Not exactly what most people would think of when they read "illegal trespassing to its computer system". Now, you may be thinking this is all interesting, but not very, since the emails, like spam, had nothing to do with legitimate business communications. The guy still used the company's email system without permission, so why didn't they just sue him for regular trespassing?
Because they couldn't. Oh, they initially did, but dropped that part of the suit before it went to trial. Here's why.
Intel Corporation (Intel) maintains an electronic mail system, connected to the Internet, through which messages between employees and those outside the company can be sent and received, and permits its employees to make reasonable nonbusiness use of this system....Hamidi breached no computer security barriers in order to communicate with Intel employees.
If you've got a wide open system, then it's wide open to everyone....much like if you let some of the public take a shortcut across your lawn, then pretty soon everyone can take a shortcut across your lawn. Remember that the next time you bitch about your company's restrictive e-mail & Internet access policy. They're not just being hateful, there's actually several reasons for it....virus email attachments also springs to mind.

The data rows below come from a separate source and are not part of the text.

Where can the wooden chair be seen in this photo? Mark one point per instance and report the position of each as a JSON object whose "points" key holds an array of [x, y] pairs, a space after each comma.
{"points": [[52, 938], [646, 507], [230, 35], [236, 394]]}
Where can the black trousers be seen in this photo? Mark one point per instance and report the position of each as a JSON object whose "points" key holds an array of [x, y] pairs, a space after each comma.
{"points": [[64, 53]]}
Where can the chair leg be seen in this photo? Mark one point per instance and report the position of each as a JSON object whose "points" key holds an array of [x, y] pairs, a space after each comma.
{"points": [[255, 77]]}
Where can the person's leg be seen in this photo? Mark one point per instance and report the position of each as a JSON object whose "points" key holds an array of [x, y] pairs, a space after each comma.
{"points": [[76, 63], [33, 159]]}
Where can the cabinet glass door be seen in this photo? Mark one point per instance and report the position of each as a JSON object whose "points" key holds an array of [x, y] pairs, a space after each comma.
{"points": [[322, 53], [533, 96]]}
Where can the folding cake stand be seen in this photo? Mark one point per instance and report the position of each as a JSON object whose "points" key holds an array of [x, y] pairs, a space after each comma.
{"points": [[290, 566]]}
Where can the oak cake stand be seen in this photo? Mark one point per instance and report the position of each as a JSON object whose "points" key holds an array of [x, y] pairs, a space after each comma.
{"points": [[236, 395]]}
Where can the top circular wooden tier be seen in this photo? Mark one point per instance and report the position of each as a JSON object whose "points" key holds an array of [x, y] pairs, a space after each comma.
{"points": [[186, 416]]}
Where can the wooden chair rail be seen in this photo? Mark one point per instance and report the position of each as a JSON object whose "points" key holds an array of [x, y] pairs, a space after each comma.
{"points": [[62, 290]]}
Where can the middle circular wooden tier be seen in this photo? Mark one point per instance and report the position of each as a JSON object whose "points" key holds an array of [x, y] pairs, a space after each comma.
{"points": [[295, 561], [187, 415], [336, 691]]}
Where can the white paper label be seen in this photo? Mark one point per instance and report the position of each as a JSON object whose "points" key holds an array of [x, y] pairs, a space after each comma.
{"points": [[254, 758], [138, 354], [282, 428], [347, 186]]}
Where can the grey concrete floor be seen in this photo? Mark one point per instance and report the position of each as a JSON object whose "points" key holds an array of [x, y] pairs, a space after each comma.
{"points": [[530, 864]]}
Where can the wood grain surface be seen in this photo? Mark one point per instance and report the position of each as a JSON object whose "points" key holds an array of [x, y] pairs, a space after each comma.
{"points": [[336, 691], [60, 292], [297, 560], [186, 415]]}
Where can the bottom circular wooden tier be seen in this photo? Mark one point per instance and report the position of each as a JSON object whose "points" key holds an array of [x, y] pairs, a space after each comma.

And this ruling doesn't mean that spammers can bombard companies with spam and the end of civilization as we know as the NYT article implies.
"Everyone is trying to figure out ways to solve the spam problem, and this ruling doesn't help," said Jeffrey D. Neuburger, a technology lawyer with Brown Raysman Millstein Felder & Steiner in New York. "This is going to require lawyers to come up with other ways to deal with the issue."
Like what, come up with a legal theory that, I dunno, actually meets the requirements of the law? Get a grip, Jeffrey. What this case is going to require is that companies get their heads out of their collective asses and deal with their network security issues. Jeez, you'd think a company like Intel would know better.
What a repressive concept....restricting use of a business computer network for business purposes only.